La sorpresa e l'amarezza colsero in quei giorni anche Giovanni Giolitti, lo statista liberale che segnò con la sua opera e la sua personalità il decennio precedente. Giolitti assunse una posizione neutralista, cercando di impedire la guerra e la partecipazione ad essa dell'Italia:

"Ricordavo i due tentativi dell'Austria, che avevo concorso a sventare, per aggredire la Serbia nell'anno precedente, e sentivo e sapevo che il partito militare austriaco mirava ostinatamente a tale scopo; ma io confidavo che le ragioni della pace, che erano così grandi e universali, avrebbero prevalso contro quella criminale infatuazione. La guerra con la Serbia era voluta dai militaristi austriaci come mezzo per sanare le discordie interne, con l'illusione che essa potesse rimanere isolata; ma io pensavo che le altre potenze, che non avevano quelle ragioni e non potevano farsi illusioni sul contegno della Russia di fronte ad una tale provocazione, e che avrebbero dovuto comprendere l'enormità del disastro che la guerra europea sarebbe stata per tutti, avrebbero all'ultimo trovato un compromesso ed una transazione che evitasse l'immane rovina"

"...io osservavo che non si può portare il proprio Paese alla guerra per ragione di sentimento verso altri popoli, ma solo per la tutela del suo onore e dei suoi primari interessi. Tali sono le ragioni pratiche...per le quali io esprimevo parere contrario all'entrata dell'Italia in guerra; e le quali, per quanto riguarda le previsioni della durata della guerra, delle sue difficoltà e dei sacrifizi di uomini e di ricchezza che essa implicava, furono poi pienamente confermate dagli avvenimenti" (Giovanni GIOLITTI, Memorie della mia vita, 1982, pp. 316, 317, 323  e 324).

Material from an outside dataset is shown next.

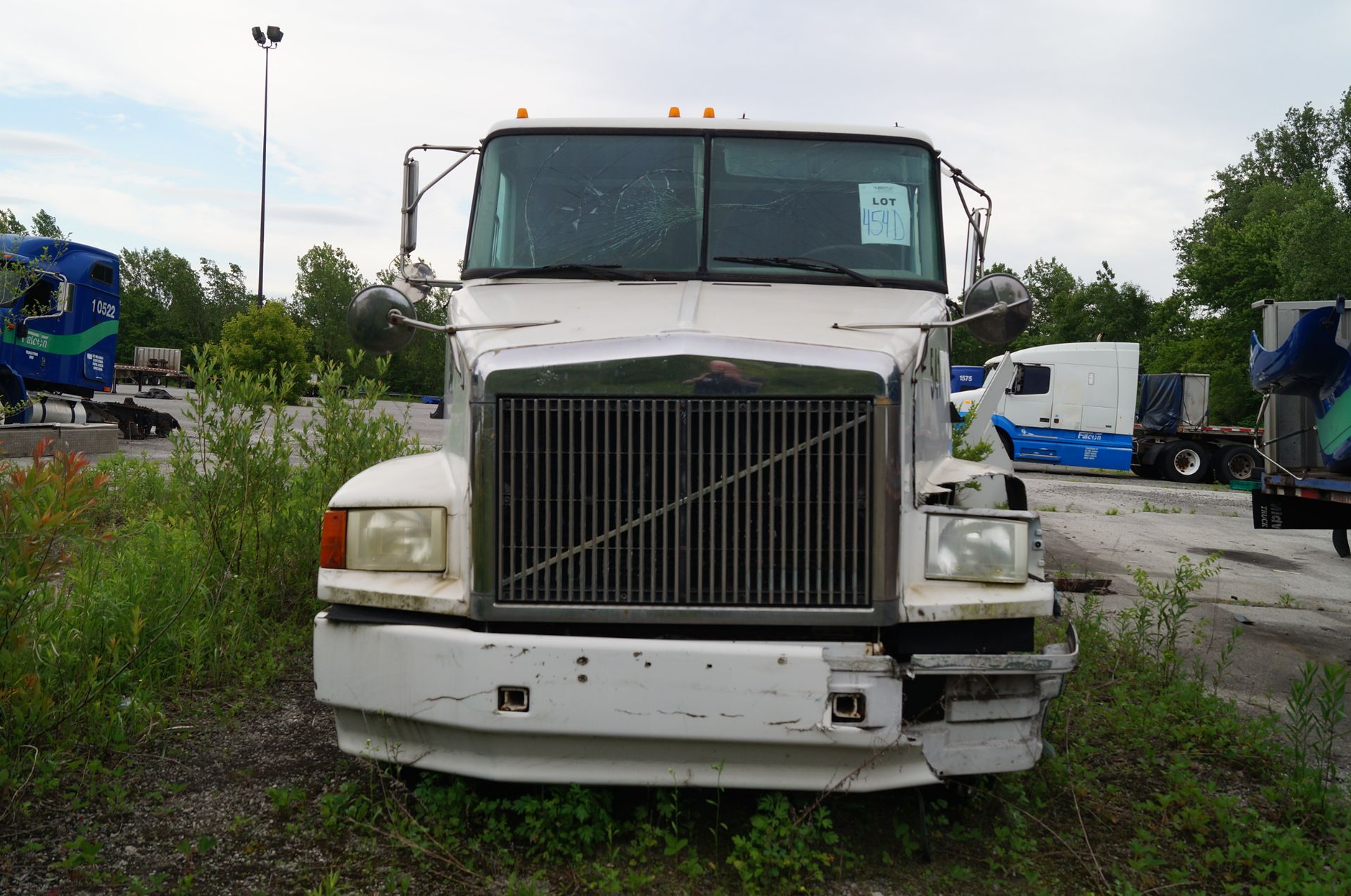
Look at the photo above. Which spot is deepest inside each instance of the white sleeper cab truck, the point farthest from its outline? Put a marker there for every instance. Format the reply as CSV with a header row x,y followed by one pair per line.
x,y
696,520
1086,405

I cattolici italiani e la Santa Sede si opposero alla guerra. Papa Benedetto XV tentò ripetutamente di comporre il conflitto.  Sua è l'espressione "inutile strage" con cui nel 1917 denunciò l'orrore, supplicando le potenze di deporre le armi. 
La memoria generazionale indebolita e fuorviata, i sentimenti nazionalisti diffusi nel Diciannovesimo secolo e i difetti istituzionali delle potenze coinvolte condussero dunque l'Europa alla tragedia. La Grande guerra aprì la via al fascismo, al nazismo e al regime sovietico. Essa costituì il punto di avvio del "Secolo breve" chiuso dalla caduta del Muro di Berlino (1989).
L'effettiva portata di tale immane tragedia sfuggì anche ai suoi più influenti protagonisti. Il più brillante generale italiano del Ventesimo secolo, Enrico Caviglia, ha terminato il suo libro sulla battaglia di Vittorio Veneto, con queste parole:

"Ma ora la nazione ha acquistato maggior fiducia in sé, nella sua forza economica, nella sua capacità organizzatrice, nella possibilità di diventare una potenza industriale: nella sua resistenza alle lotte d'ogni genere. Infine l'Italia ha dato al mondo una sicura prova che non è una nazione effimera, ma un edificio di profonde e sicure basi,  di forze morali intellettuali e materiali solide e resistenti..." (Enrico CAVIGLIA, Vittorio Veneto, 1920, p. 121).

Non era vero. Il regime mussoliniano, l'8 settembre 1943, la difficile democratizzazione e l'inadeguata modernizzazione che hanno seguito la Seconda guerra mondiale affondano le loro radici in quell'"inutile strage".